Italians will not make change. They have an irrational aversion to it. If all you have to pay for a €6 item is a five and a fifty, they will take the five rather than break a €50 bill.

Also, the concept of taking your €50 bill and trading you smaller bills for it is utterly alien to them. They will not do it, not at the hotel, not at a shop, probably not even at a bank, although we didn’t get the chance to test that one.

They are also skittish about tipping. They will never ask for it and will even refuse it. One reason is that they are paid a living wage; another is that a small service charge is usually built into the bill at restaurants. You can round up the bill and that’s fine, but otherwise they are really uncomfortable with the practice. I gave a €5 bill as a tip to a taxi driver (I was so tired I wasn’t thinking straight) and he just held it and stared at me incredulously until I took it back, apologized, and left him a €2 coin instead, which he accepted with a shake of his head. A waiter in Vico Equense ran all the way from the restaurant to the place where we were meeting the hotel shuttle to return an item one of us had left behind and point blank refused a tip for doing so.

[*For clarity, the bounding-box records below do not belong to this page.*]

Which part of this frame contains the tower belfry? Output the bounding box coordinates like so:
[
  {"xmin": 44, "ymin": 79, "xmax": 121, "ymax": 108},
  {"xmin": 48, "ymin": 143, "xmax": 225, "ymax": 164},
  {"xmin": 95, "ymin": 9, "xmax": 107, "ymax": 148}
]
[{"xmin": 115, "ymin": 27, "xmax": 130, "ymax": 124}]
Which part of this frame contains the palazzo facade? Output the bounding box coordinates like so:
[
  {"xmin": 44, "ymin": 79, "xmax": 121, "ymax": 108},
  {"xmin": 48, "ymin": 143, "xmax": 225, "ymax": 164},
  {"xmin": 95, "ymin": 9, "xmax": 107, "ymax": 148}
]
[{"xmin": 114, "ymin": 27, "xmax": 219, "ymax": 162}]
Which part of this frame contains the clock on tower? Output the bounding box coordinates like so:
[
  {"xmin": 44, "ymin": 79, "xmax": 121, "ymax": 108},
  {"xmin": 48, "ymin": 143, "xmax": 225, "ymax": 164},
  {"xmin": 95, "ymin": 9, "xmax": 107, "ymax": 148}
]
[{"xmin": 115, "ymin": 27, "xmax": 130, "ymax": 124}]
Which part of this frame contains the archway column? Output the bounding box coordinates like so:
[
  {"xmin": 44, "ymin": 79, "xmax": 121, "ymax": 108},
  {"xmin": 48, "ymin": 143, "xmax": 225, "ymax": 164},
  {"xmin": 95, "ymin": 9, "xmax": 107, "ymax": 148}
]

Keep a list of your purchases in your Waste Book. That way you can fill out the customs form upon reentering the U.S. without being afraid of being caught out trying to sneak in items you completely forgot you had purchased. (Both last year and this year, Customs at Hartsfield-Jackson were willing to take our word for it that we were not bringing more than $800 worth of stuff, but it’s better if you’re prepared to be honest if necessary.)

The Sun

If you’re lucky enough to have good weather, you will need something to keep the sun out of your eyes. I bought an umbrella in Venice because it looked like rain, but I used it the rest of the trip as a parasol.

I purposely didn’t take a straw hat because I didn’t want to deal with it on the plane or to crush it in packing. However, hats are for sale everywhere — consider buying one.

Sunscreen is important: you will be out in the sun much of most days.

Random

Google “how to use a bidet in Italy.” The rest is on you.